Nicholas Bishop - Cowen and Company, LLC, Research Division

Okay. Thanks, that's helpful. And just the follow-up was, Marc, in your prepared remarks, you indicated that you're seeing a discontinuation rate consistent with your initial expectation of about 15%, which is a little higher than you've indicated in the past. Is that accurate perception? Are you seeing an uptick? And I guess once patients are on the drug, can you comment at all on what the discontinuation rate is after the first couple of months?

Marc D. Beer

Yes. So, Nick, 2 comments. One, if we lose a patient to dropout, it is typically in the first order and then it trails off a little bit to the second order and then it's -- we're really good about keeping patients on therapy. It really ties to our effective onboarding successfully. And the number that I gave midyear, I think, was 10% or less at that time on smaller numbers. I think what you can trust now is a bigger add [ph]. So I'm clearly communicating to you that rate [ph], 15% and that was maintained throughout the year, but that's really a metric of, at the end of the year, how many patients took a capsule and how many patients do we still have on therapy? And that's a straight calculation. We just want to be as accurate as we can. And I want to see that improve, but I think I trust that metric right now because it's off a bigger end than midyear. So we're just trying to get clarity. If there's one thing that I've picked up at the JPMorgan conference is that people really want to have a little bit more clarity around the business.
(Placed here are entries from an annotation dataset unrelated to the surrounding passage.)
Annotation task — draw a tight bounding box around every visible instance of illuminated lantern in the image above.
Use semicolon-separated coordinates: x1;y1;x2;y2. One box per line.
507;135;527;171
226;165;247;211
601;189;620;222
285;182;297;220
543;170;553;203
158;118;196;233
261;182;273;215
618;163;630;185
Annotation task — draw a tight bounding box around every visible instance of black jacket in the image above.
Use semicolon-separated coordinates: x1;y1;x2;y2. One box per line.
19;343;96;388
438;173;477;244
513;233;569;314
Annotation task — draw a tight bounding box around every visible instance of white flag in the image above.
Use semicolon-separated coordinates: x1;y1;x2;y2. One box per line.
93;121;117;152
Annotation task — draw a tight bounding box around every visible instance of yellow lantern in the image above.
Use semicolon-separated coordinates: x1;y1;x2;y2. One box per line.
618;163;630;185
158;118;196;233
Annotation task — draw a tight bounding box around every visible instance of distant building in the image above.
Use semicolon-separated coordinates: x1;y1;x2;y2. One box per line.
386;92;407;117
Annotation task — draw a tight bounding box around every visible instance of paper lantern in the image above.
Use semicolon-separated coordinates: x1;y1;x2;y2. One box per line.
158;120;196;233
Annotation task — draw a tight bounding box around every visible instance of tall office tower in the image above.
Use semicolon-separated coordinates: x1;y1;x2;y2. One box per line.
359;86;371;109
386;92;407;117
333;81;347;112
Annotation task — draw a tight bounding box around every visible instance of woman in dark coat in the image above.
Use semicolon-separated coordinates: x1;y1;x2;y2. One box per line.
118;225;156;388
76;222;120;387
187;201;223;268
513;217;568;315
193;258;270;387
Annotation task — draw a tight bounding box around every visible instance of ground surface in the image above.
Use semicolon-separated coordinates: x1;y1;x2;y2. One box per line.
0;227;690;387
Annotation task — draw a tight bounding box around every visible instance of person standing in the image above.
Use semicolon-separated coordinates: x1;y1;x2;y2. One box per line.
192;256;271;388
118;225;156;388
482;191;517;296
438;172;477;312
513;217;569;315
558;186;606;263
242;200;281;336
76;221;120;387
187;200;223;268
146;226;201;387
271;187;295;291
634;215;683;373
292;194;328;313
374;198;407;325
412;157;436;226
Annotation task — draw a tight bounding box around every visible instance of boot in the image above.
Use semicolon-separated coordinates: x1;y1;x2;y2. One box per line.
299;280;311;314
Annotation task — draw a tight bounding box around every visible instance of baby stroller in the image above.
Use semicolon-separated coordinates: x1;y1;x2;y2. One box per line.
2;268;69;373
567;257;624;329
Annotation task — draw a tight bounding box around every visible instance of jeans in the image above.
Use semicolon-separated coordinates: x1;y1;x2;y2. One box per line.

I always say that investors want to trust management, and then they want clarity around your business. I hope everybody trusts this management team and the objective of giving you some more specific and clarity around the business was to have you understand the business and the dynamics of the business. So I'm proud of how Craig and his team are managing compliance with 80% to 90% on a small molecule it's unprecedented. We take that very seriously. Compliance on an ongoing basis is a significant driver of our future growth and revenue. And I'm also proud of how he's managing dropout. And we'll get our arms around this nonpatient start. We're studying it carefully. We look at every one of those patients as a potential future patient and we're working it hard. But the dropout rate from midyear to now, I would just say it's a smaller number at midyear. So less than 10% midyear, it's 15% over the course of the year. I trust the 15% more than the 10% because it's just off a bigger number. And I just want everybody to be comfortable how we're calculating that. Does it make sense, Nick?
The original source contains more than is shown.